En juin 2022, la Cour européenne des droits de l’homme a condamné la France pour violation de la liberté d’expression de Jean-Marc Rouillan. Cet ancien membre du groupe armé Action directe, qui a passé vingt-cinq ans en prison, avait qualifié de « très courageux » les auteurs des attentats de Paris, lors d’une interview à la radio, tout en se disant hostile à l’idéologie « réactionnaire » des djihadistes. La CEDH a estimé que si sa condamnation pour apologie du terrorisme était justifiée, la peine de prison infligée – 18 mois dont huit ferme – était disproportionnée « dans le cadre d’un débat politique ou d’intérêt général ».

Comme les députés insoumis le rappellent dans leur texte, même l’ancien juge antiterroriste Marc Trévidic – pourtant partisan de la réforme en 2014 – a récemment dénoncé « un usage totalement dévoyé de la loi ». Et souligné un paradoxe de taille : l’apologie de n’importe quel autre crime, y compris les crimes de guerre ou les crimes contre l’humanité, relève toujours du droit de la presse.

Supprimer ce délit du Code pénal revient, dans le débat public, à justifier le terrorisme et à mettre en danger les citoyens. C’est une hallucination collective.

Vanessa Codaccioni, politiste

Jointe par Mediapart, la politiste Vanessa Codaccioni, qui a travaillé sur la justice d’exception, abonde dans ce sens et soutient donc l’abrogation proposée par LFI : « Avoir sorti l’apologie du terrorisme des délits de presse en a fait un acte terroriste en tant que tel, et sa définition s’est étendue dangereusement. Après le 7-Octobre, toute tentative de recontextualisation du conflit était considérée comme de l’apologie du terrorisme. On ne pouvait plus parler des conditions sociales de possibilité de l’acte terroriste lui-même », explique-t-elle.

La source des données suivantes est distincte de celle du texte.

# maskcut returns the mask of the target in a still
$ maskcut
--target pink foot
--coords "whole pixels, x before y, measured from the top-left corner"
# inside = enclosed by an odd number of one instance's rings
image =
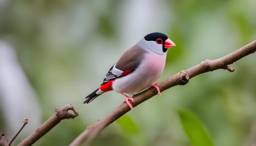
[[[123,102],[123,103],[125,103],[126,102],[126,103],[127,103],[127,104],[128,104],[128,105],[129,106],[129,107],[130,107],[130,108],[131,108],[131,109],[132,110],[133,110],[133,109],[132,108],[132,104],[130,104],[130,101],[132,102],[134,102],[134,100],[133,99],[133,98],[130,98],[130,97],[129,96],[126,95],[123,93],[121,93],[121,94],[122,94],[124,96],[126,97],[126,99],[124,100],[124,102]]]
[[[158,87],[158,86],[159,86],[159,83],[156,83],[152,86],[153,87],[157,89],[157,90],[158,95],[159,96],[161,96],[162,94],[161,93],[161,92],[160,92],[160,90],[159,89],[159,87]]]

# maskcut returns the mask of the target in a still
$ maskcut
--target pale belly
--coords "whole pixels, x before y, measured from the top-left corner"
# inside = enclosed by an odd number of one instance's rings
[[[113,82],[114,91],[134,94],[153,85],[163,73],[166,55],[148,53],[137,69]]]

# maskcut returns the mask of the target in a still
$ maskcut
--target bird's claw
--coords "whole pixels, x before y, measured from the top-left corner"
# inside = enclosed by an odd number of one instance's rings
[[[130,104],[130,103],[129,101],[131,102],[135,102],[133,98],[130,97],[126,97],[124,101],[123,102],[123,103],[127,103],[127,104],[128,104],[128,105],[129,106],[129,107],[130,107],[130,108],[131,108],[132,110],[133,110],[133,109],[132,108],[132,104]]]
[[[157,90],[157,94],[158,94],[159,96],[161,96],[161,95],[162,95],[162,94],[161,93],[161,92],[160,92],[160,89],[159,89],[159,87],[158,87],[159,86],[159,83],[157,83],[153,84],[152,86],[155,88]]]

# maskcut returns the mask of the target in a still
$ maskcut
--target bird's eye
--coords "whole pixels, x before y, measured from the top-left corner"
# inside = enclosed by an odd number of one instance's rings
[[[155,42],[158,44],[162,44],[163,43],[163,40],[161,38],[159,38],[155,40]]]

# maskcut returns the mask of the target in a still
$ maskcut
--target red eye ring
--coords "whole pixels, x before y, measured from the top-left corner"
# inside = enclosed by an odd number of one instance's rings
[[[155,42],[158,44],[162,44],[163,43],[163,40],[161,38],[158,38],[155,40]]]

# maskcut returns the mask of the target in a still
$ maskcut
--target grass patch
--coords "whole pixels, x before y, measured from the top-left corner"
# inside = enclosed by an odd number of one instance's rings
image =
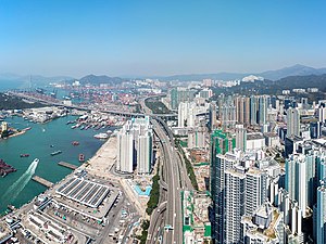
[[[176,144],[177,144],[178,150],[179,150],[179,152],[181,153],[181,155],[183,155],[183,157],[185,159],[187,172],[188,172],[189,179],[191,181],[191,184],[192,184],[193,189],[198,191],[198,183],[197,183],[197,179],[196,179],[196,176],[195,176],[192,164],[187,158],[187,156],[186,156],[186,154],[185,154],[185,152],[184,152],[184,150],[183,150],[183,147],[180,145],[180,140],[179,139],[176,139]]]
[[[148,220],[143,220],[141,223],[142,232],[141,232],[141,235],[137,236],[137,239],[140,241],[140,244],[146,243],[149,224],[150,224],[150,222]]]
[[[147,203],[146,213],[148,215],[151,215],[159,204],[159,200],[160,200],[159,180],[160,180],[160,168],[158,167],[156,175],[153,177],[153,184],[152,184],[150,200]]]
[[[171,111],[159,100],[147,99],[145,104],[148,108],[152,111],[153,114],[170,114]]]

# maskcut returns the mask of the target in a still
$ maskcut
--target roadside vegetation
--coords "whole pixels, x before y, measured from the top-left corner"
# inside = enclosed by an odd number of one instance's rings
[[[159,200],[160,200],[160,169],[158,167],[156,175],[153,177],[153,184],[152,184],[152,190],[151,190],[151,196],[150,200],[147,203],[147,209],[146,213],[148,215],[151,215],[153,210],[158,207]]]
[[[156,99],[147,99],[145,104],[148,108],[152,111],[153,114],[170,114],[171,111]]]
[[[142,232],[141,235],[138,235],[137,239],[140,241],[140,244],[146,244],[148,228],[150,226],[149,220],[143,220],[141,223]]]
[[[160,167],[158,166],[156,175],[153,177],[153,184],[151,190],[150,200],[147,203],[146,213],[150,216],[153,210],[158,207],[159,200],[160,200]],[[145,244],[148,235],[148,229],[150,226],[149,220],[143,220],[141,223],[141,235],[137,236],[137,239],[140,241],[140,244]]]
[[[186,156],[184,150],[183,150],[183,146],[180,144],[180,140],[179,139],[176,139],[175,140],[177,146],[178,146],[178,151],[181,153],[181,156],[184,157],[185,159],[185,164],[186,164],[186,168],[187,168],[187,172],[188,172],[188,176],[189,176],[189,179],[191,181],[191,184],[195,190],[198,191],[198,183],[197,183],[197,179],[196,179],[196,176],[195,176],[195,171],[193,171],[193,167],[192,167],[192,164],[191,162],[188,159],[188,157]]]

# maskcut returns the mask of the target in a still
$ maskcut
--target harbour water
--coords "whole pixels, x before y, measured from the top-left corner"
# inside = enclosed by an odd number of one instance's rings
[[[59,166],[59,162],[79,166],[80,153],[86,160],[96,154],[104,141],[95,139],[93,136],[109,128],[96,131],[91,128],[71,129],[72,125],[66,123],[73,119],[75,117],[67,116],[48,124],[34,124],[15,116],[5,119],[11,127],[32,129],[24,134],[0,140],[0,158],[17,169],[16,172],[0,178],[0,213],[9,204],[20,207],[46,190],[43,185],[32,180],[34,174],[55,183],[72,172],[71,169]],[[79,145],[72,145],[73,141],[78,141]],[[54,151],[62,153],[51,156]],[[29,157],[21,157],[21,154],[29,154]],[[38,164],[33,163],[35,158],[39,158]]]

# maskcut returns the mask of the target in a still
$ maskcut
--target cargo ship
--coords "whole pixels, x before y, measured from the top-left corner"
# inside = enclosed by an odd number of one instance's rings
[[[0,176],[5,177],[8,174],[15,171],[17,170],[14,167],[5,164],[3,159],[0,159]]]
[[[98,133],[93,136],[96,139],[108,139],[109,134],[108,133]]]
[[[80,163],[84,163],[85,162],[84,154],[80,153],[79,156],[78,156],[78,159],[79,159]]]
[[[78,141],[73,141],[72,145],[79,145],[79,142]]]
[[[55,152],[53,152],[53,153],[51,153],[51,156],[55,156],[55,155],[58,155],[58,154],[61,154],[62,153],[62,151],[55,151]]]
[[[21,157],[29,157],[29,154],[21,154]]]

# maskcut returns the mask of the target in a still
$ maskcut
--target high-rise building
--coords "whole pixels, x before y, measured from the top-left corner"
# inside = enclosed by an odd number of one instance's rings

Pour autant LFI, qui savait avancer sur un terrain piégé, aurait pu maximiser ses chances de se faire entendre. D’abord en maîtrisant davantage le calendrier de publication de sa proposition de loi – qui est tombée peu après la commémoration du 13-Novembre –, mais aussi en faisant une proposition de loi commune avec le reste de la gauche.

Si les socialistes sont frileux sur le sujet – alors que le programme du Nouveau Front populaire (NFP) s’engageait à abroger les « lois qui instaurent un état d’urgence permanent et portent atteinte à nos libertés individuelles et collectives » –, les Écologistes et les communistes auraient pu les suivre.

« On aurait pu faire un texte plus commun. Au début de la Nupes [Nouvelle Union populaire écologique et sociale – ndlr], on avait un intergroupe, on mettait ça dans la tuyauterie, mais aujourd’hui il n’y a pas de cadre commun », convient Ugo Bernalicis, qui dit toutefois douter que la discussion aurait réellement abouti. « Depuis le début de la polémique, du côté des Écologistes et des communistes, il n’y a pas de son et pas d’images. Dans ces cas-là, on est bien seuls à mettre le pied dans la porte et à poser le problème sur la table », défend-il.

Vanessa Codaccioni confirme que la droitisation du jeu politique a rendu de plus en plus difficile la remise en cause de l’arsenal antiterroriste. « Toute proposition de loi mettant en cause l’appareil répressif est perçue comme une atteinte extrêmement grave à l’État de droit, à la sécurité, si bien que le fait de supprimer ce délit du Code pénal revient, dans le débat public, à justifier le terrorisme et à mettre en danger les citoyens. C’est une hallucination collective », déplore-t-elle, craignant que, désormais, en matière de répression, « on ne puisse plus rien ôter ».